26 days until departure
In response to the daily prompt
This last weekend, my parents went to Wales to a celebratory lunch in honour of my brother’s parents-in-law and their fiftieth wedding anniversary. To me, fifty years seems like a remarkably long period of time – an almost unimaginable length. Although, it is true that each day and each year seems to be flying past more and more quickly than the last. Clichéd though it is, it honestly does feel like yesterday that I was starting university, when – in reality – it was two years ago.

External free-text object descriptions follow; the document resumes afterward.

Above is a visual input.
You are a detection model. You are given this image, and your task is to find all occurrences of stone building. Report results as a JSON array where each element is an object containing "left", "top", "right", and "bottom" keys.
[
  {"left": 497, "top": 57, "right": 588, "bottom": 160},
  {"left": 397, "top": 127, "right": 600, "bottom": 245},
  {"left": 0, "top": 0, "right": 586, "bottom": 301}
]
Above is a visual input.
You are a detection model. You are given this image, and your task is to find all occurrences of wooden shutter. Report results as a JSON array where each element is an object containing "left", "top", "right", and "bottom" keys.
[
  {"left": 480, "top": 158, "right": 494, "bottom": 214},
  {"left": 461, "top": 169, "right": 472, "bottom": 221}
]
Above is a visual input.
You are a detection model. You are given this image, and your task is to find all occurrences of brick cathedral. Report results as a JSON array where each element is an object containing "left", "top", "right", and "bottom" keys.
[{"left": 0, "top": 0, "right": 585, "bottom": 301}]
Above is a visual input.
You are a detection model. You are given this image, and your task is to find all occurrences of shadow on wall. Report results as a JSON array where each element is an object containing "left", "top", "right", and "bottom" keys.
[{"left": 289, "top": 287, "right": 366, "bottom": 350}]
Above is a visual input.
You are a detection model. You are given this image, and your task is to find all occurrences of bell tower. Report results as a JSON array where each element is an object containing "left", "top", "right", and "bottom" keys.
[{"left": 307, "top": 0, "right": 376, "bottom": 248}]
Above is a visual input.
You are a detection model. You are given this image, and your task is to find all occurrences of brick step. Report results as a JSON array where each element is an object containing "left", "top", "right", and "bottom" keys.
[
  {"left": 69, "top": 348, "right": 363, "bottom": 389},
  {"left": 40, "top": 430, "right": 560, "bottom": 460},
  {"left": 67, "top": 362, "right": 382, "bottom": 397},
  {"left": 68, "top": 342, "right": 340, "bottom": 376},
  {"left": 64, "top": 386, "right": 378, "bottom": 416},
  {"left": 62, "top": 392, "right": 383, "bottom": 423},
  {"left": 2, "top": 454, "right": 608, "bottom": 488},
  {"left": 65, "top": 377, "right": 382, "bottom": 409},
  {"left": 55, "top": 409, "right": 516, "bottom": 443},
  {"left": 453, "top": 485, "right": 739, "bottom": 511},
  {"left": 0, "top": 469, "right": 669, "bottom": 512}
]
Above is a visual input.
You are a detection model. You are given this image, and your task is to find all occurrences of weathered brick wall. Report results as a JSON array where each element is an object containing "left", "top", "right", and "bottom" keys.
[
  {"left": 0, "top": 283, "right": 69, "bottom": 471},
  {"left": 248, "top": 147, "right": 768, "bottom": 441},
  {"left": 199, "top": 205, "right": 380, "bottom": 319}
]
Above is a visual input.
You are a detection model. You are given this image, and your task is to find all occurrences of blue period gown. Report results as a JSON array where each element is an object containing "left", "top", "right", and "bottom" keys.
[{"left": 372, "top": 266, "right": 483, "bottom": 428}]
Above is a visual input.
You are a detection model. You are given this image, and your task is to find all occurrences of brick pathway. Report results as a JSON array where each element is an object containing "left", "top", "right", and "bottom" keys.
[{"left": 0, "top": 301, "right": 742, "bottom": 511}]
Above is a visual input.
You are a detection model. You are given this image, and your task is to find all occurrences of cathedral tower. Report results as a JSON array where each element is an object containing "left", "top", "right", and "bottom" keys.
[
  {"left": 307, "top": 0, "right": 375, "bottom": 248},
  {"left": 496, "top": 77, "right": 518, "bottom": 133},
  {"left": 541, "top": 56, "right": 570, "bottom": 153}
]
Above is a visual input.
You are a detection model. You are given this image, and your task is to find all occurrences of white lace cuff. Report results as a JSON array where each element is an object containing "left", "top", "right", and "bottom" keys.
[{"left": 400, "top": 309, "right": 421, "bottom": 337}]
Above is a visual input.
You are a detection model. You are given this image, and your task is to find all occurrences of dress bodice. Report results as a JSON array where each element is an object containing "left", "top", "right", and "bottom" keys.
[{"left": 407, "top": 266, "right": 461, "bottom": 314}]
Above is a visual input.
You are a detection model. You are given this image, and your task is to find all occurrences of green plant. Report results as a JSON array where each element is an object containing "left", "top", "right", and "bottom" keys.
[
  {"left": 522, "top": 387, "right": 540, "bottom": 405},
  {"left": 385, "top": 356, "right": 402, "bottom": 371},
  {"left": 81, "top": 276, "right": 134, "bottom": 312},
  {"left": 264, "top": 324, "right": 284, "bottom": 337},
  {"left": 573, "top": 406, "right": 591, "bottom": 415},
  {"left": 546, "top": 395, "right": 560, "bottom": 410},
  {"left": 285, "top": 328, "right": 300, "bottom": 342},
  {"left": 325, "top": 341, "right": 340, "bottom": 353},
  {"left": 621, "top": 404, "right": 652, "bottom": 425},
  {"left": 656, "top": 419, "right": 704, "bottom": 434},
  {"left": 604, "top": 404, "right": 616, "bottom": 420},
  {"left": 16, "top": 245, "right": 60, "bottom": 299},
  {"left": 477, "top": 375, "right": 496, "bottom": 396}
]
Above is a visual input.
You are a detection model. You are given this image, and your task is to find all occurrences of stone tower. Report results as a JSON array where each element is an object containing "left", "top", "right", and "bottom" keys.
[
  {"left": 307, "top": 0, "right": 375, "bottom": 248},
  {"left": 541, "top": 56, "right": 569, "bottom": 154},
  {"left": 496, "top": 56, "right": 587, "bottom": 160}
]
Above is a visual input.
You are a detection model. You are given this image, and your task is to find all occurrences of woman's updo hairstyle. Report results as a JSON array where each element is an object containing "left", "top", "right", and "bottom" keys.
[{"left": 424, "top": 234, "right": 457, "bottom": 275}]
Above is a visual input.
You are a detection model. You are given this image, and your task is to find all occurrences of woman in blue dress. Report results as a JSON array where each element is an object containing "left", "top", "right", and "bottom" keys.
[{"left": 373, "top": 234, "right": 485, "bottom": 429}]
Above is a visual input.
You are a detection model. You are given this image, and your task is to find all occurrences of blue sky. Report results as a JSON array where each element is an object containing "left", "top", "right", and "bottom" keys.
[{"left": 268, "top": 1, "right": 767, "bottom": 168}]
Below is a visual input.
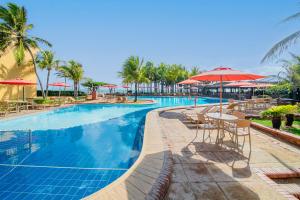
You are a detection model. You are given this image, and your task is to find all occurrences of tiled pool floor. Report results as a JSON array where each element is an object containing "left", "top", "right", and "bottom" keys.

It seems a little like the world is on the cusp of a great change. That’s only a feeling, though. The reality is that the world as a whole never undergoes great changes, with all of its separate components in perfect synchronisation. The world has been changing seriously within my short lifetime, and is continuing to change now. Each part changes in ways subtly different to those of others, at disparate rates, at disparate temperatures, in disparate time zones. Just two months ago, Britain chose to overturn forty (not fifty, sadly, that really would have fit neatly) years of history and voted to leave the European Union. Things that seem set in stone can fluctuate at any time, sometimes without cause. We live in a world where you can go out to celebrate and be deliberately run over by a truck, where you can find yourself at the heart of a nation shaken by an attempted coup, where one of the world’s most powerful nations could be about to elect a man with dangerous and backward political views to lead it. In such a world, it is easy to feel scared and unsettled.
But this is also a world where the Catholic Church – a bastion of conservatism – can announce that it intends to allow women deacons, where gay athletes can propose to each other on television, where we can invent a video game which takes millions back to their childhoods and encourages them to explore the outside world. Things are changing, but it’s unclear whether positive or negative is winning, or even sometimes what comes under positive, and what has to be classed as negative. Revolutions, for example, are regularly aimed at building better worlds, but don’t always succeed. A lot has changed in the last fifty years, and a lot will change in the next. Such a state of affairs highlights the need to hold on to the things that we value, and be grateful for them every single day, just as my brother’s parents-in-law have, over half a century of living in an uncertain world.